VAE-Var: Variational-Autoencoder-Enhanced Variational Assimilation
Yi Xiao, Qilong Jia, Wei Xue, Lei Bai
TL;DR
This work tackles the Gaussian-background-error limitation in variational data assimilation by introducing VAE-Var, which learns a non-Gaussian background-error distribution via a variational autoencoder. The authors derive a tractable variational cost in latent space that includes a regularization term and a Jacobian-determinant term to account for the nonlinear mapping between latent and physical spaces. They demonstrate consistent accuracy gains over traditional 3DVar and 4DVar on low-dimensional chaotic systems (Lorenz 63 and Lorenz 96) under both linear and nonlinear observation operators, with ablations confirming the importance of each cost component. The approach shows promise for improved assimilation accuracy, though scalability to high-dimensional systems remains a key limitation for future work.
Abstract
Data assimilation refers to a set of algorithms designed to compute the optimal estimate of a system's state by refining the prior prediction (known as background states) using observed data. Variational assimilation methods rely on the maximum likelihood approach to formulate a variational cost, with the optimal state estimate derived by minimizing this cost.
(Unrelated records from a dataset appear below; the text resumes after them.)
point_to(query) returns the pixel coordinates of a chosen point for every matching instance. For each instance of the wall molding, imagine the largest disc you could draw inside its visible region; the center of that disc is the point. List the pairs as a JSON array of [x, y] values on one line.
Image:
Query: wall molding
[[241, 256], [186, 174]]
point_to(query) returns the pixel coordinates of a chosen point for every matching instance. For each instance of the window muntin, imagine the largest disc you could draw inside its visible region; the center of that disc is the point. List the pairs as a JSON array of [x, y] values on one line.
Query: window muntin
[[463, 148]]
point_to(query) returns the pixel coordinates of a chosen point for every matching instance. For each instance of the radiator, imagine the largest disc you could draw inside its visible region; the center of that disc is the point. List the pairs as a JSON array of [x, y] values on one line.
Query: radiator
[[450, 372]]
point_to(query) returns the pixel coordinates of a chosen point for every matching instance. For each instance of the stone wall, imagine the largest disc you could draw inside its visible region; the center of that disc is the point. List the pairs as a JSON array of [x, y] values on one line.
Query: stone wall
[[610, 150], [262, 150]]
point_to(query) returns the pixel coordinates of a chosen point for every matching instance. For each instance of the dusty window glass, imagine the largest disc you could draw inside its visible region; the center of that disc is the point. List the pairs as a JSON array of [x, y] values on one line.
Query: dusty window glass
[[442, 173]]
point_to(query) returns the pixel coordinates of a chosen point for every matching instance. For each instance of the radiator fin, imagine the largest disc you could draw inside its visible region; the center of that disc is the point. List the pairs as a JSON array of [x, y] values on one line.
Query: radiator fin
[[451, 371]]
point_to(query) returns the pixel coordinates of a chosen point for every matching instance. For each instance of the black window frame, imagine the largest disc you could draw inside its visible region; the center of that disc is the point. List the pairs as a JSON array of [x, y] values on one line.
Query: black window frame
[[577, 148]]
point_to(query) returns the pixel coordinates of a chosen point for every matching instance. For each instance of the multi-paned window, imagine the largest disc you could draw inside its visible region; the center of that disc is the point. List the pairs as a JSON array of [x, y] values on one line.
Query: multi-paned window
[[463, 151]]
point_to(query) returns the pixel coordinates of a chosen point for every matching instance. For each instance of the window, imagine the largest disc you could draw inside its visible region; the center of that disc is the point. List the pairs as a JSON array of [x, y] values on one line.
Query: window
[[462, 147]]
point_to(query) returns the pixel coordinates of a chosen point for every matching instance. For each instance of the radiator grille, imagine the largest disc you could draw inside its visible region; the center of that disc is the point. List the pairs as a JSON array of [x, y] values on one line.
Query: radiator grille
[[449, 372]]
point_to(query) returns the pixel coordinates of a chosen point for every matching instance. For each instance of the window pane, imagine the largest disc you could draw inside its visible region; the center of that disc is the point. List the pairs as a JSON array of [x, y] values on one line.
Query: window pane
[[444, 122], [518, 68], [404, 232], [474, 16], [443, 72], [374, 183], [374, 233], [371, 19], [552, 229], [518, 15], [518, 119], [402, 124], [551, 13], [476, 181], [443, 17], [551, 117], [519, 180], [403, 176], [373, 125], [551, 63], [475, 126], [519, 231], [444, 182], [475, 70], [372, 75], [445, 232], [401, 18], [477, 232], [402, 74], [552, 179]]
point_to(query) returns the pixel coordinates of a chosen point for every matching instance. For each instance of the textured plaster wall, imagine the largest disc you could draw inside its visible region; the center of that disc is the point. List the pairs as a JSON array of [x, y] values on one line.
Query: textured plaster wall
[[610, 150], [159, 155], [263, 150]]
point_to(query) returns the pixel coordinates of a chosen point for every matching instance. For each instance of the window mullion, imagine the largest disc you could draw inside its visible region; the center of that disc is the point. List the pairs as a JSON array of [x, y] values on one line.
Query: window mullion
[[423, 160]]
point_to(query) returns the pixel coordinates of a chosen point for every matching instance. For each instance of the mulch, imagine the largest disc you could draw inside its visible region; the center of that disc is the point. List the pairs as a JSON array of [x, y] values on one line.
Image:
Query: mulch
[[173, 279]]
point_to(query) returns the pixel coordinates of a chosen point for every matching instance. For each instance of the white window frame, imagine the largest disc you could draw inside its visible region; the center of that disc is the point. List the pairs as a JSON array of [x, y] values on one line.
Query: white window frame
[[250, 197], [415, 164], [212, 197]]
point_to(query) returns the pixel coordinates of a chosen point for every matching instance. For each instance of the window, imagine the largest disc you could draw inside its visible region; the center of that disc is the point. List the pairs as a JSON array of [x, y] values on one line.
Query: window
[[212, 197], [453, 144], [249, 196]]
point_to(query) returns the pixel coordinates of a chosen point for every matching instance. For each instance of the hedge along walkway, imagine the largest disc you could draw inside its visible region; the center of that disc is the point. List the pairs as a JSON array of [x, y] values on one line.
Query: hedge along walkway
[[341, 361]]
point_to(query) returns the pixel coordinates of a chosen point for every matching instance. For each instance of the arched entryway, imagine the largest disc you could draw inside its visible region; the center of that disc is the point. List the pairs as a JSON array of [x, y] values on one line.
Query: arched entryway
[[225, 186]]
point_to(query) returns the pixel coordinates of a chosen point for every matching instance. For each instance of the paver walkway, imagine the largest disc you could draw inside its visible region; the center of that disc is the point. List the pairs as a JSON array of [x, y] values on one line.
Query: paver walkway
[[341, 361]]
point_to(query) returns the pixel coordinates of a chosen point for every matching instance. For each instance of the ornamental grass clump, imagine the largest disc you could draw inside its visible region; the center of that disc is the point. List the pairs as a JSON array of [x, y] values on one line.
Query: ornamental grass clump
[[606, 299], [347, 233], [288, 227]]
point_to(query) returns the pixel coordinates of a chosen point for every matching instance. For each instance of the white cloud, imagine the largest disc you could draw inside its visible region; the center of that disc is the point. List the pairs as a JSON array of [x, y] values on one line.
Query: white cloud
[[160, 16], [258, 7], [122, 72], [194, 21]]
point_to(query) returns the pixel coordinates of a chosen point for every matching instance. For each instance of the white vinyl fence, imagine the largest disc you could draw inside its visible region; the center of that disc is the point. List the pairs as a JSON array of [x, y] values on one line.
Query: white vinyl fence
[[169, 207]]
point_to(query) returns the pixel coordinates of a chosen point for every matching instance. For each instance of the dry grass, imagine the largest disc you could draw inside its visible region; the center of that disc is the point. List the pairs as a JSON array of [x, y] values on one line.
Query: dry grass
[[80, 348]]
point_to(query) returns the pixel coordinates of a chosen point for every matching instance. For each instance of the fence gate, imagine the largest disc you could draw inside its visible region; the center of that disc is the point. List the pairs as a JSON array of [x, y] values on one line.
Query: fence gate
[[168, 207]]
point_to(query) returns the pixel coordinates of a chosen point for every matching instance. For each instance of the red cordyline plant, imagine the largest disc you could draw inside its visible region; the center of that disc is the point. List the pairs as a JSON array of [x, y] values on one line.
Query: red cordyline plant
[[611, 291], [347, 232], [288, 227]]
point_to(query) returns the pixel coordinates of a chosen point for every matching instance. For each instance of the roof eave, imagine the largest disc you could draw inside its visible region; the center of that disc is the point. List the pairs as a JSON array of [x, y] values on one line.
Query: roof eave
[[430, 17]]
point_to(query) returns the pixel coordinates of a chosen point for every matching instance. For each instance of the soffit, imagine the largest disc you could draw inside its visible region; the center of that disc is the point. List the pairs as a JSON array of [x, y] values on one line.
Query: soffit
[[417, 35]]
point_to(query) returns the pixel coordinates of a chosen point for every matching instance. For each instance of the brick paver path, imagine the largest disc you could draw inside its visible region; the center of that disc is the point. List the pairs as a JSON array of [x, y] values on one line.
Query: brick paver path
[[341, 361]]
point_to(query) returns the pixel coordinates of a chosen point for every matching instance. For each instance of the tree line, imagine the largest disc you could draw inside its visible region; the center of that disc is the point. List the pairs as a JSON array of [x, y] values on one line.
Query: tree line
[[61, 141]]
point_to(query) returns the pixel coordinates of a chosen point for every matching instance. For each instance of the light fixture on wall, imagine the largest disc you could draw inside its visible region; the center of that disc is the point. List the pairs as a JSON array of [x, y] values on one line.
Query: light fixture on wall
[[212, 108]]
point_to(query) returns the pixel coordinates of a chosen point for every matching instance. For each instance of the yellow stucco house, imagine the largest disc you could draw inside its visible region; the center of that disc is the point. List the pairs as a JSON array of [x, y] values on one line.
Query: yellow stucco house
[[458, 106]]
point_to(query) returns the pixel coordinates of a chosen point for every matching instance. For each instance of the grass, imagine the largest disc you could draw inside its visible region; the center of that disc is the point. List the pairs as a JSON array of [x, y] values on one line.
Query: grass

Although traditional variational methods have achieved great success and have been widely used in many numerical weather prediction centers, they generally assume Gaussian errors in the background states, which limits the accuracy of these algorithms due to the inherent inaccuracies of this assumption. In this paper, we introduce VAE-Var, a novel variational algorithm that leverages a variational autoencoder (VAE) to model a non-Gaussian estimate of the background error distribution. We theoretically derive the variational cost under the VAE estimation and present the general formulation of VAE-Var; we implement VAE-Var on low-dimensional chaotic systems and demonstrate through experimental results that VAE-Var consistently outperforms traditional variational assimilation methods in terms of accuracy across various observational settings.